Julian Graves could be sold to founder
Black Country-based healthfood retailer Julian Graves could be sold back to the man who started the company as a market stall business 24 years ago.
Julian Graves chief executive Nick Shutts aims to take control of the company, along with seven members of his management team, from Icelandic retail investor Baugur.
The retailer, based in Kingswinford, is the UK’s largest independent specialist natural food and ingredients retailer with 350 stores across the UK, Ireland and the Channel Islands.
It employs 1,644 people, with around 150 based at its headquarters on the Pensnett Estate.
Baugur last month called in advisers to review the firm’s future and it is widely expected that a sale is the most likely option.
Mr Shutts told The Birmingham Post: “My management team and I would be delighted to reacquire the business.
“The management team and I are clearly discussing with Baugur how we can help them achieve their goals.
“I firmly believe that my management team and I are the right people to take this business to the next level.”
Mr Shutts said any timescale for a deal could be “shorter rather than longer”.
His co-investers have been named as retail director John Aston, buying director, Ian Tidmarsh, logistics director Paul Mooney, IT and admin director Kate Shutts, personnel director Claire Bloomer, property director Neil Dixon and marketing director Alison Miles.

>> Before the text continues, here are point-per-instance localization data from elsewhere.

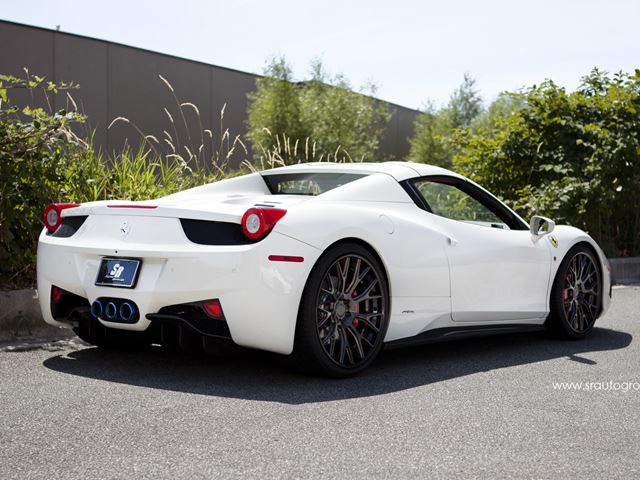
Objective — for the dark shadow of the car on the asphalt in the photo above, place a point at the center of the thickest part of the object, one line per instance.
(255, 375)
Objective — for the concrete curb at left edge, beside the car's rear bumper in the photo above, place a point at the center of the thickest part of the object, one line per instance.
(20, 317)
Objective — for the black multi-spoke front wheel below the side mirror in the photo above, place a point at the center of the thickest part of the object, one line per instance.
(576, 295)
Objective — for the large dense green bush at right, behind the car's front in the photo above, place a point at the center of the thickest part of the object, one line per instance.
(571, 156)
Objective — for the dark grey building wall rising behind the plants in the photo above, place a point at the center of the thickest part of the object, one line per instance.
(121, 81)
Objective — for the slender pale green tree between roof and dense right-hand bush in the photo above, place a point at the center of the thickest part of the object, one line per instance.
(431, 142)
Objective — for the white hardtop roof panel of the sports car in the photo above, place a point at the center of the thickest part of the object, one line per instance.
(398, 170)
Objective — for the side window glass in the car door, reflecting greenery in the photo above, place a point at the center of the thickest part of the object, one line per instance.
(448, 201)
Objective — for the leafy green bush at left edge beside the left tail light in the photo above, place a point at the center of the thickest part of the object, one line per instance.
(33, 145)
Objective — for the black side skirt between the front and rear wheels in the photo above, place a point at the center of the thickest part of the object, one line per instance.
(456, 333)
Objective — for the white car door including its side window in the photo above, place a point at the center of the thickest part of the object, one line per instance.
(498, 270)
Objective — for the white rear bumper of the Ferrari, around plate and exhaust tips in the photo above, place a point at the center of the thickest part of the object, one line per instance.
(259, 297)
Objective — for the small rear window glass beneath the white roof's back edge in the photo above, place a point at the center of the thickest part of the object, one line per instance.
(307, 183)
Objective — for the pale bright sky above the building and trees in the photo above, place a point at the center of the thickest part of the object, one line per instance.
(414, 51)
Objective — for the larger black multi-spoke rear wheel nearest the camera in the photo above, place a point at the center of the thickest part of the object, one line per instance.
(344, 313)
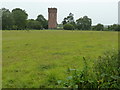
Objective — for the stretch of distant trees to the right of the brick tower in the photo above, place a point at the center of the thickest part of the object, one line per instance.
(85, 23)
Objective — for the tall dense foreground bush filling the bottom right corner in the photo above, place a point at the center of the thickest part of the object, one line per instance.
(107, 69)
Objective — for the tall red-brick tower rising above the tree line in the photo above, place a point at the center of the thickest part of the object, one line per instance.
(52, 18)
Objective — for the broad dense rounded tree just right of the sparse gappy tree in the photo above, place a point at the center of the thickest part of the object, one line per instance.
(84, 23)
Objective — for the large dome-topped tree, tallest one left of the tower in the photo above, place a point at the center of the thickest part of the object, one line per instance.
(20, 18)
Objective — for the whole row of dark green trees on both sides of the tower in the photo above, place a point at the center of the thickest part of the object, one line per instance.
(17, 19)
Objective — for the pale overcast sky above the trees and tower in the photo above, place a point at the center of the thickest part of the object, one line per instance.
(100, 11)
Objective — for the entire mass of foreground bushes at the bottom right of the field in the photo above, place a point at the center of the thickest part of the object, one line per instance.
(106, 73)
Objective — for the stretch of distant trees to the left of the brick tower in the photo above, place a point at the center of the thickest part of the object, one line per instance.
(17, 19)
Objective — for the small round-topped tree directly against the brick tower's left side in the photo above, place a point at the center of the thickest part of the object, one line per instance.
(43, 21)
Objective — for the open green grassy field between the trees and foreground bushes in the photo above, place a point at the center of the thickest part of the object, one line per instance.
(33, 58)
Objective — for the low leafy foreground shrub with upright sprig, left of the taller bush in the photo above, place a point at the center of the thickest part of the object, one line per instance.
(79, 78)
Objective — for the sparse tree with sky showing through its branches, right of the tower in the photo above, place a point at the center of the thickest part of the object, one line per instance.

Julian Graves was sold to Baugur for £14 million in 2003.
A spokeswoman for Baugur said: “It’s no secret that Deloitte has been hired to do a strategic review which may or may not end in a sale.”
The Icelandic investor, which also owns House of Fraser and toy retailer Hamleys, last week sold its 31.4 per cent stake in cash-and-carry business Booker.
Baugur said the disposal was in line with its strategy of focusing on retail investments.
In May Baugur also sold struggling discount fashion chain MK One to restructuring specialists Hilco who then put the firm into administration.
Julian Graves’ origins go back to 1984 when Mr Shutts borrowed £500 from his father to run a market stall in Moreton-in-Marsh in Gloucestershire selling traditional baking ingredients.
A source close to the deal told The Birmingham Post: “He would love to buy it back and this is his chance to buy it back.”
The company’s first shop, originally called Food for Thought, opened in Brierley Hill high street in 1987.
But after Nigel Morris invested in the business in 1993, he and Mr Shutts decided to use their middle names to create the name Julian Graves.
Today the firm operates an integrated trading policy, packing the ingredients for the products it sells in its own processing units, managing its own warehouse facility and delivering directly to its stores.
In April Julian Graves opened a new store in in Moreton-in-Marsh, just yards away from the town’s weekly market where the business began life.
Last year Julian Graves sold 800 tonnes of Brazil nuts, 500 tonnes of walnuts, 1,100 tonnes of cashews, 600 tonnes of prunes and 1,350 tonnes of dried apricots.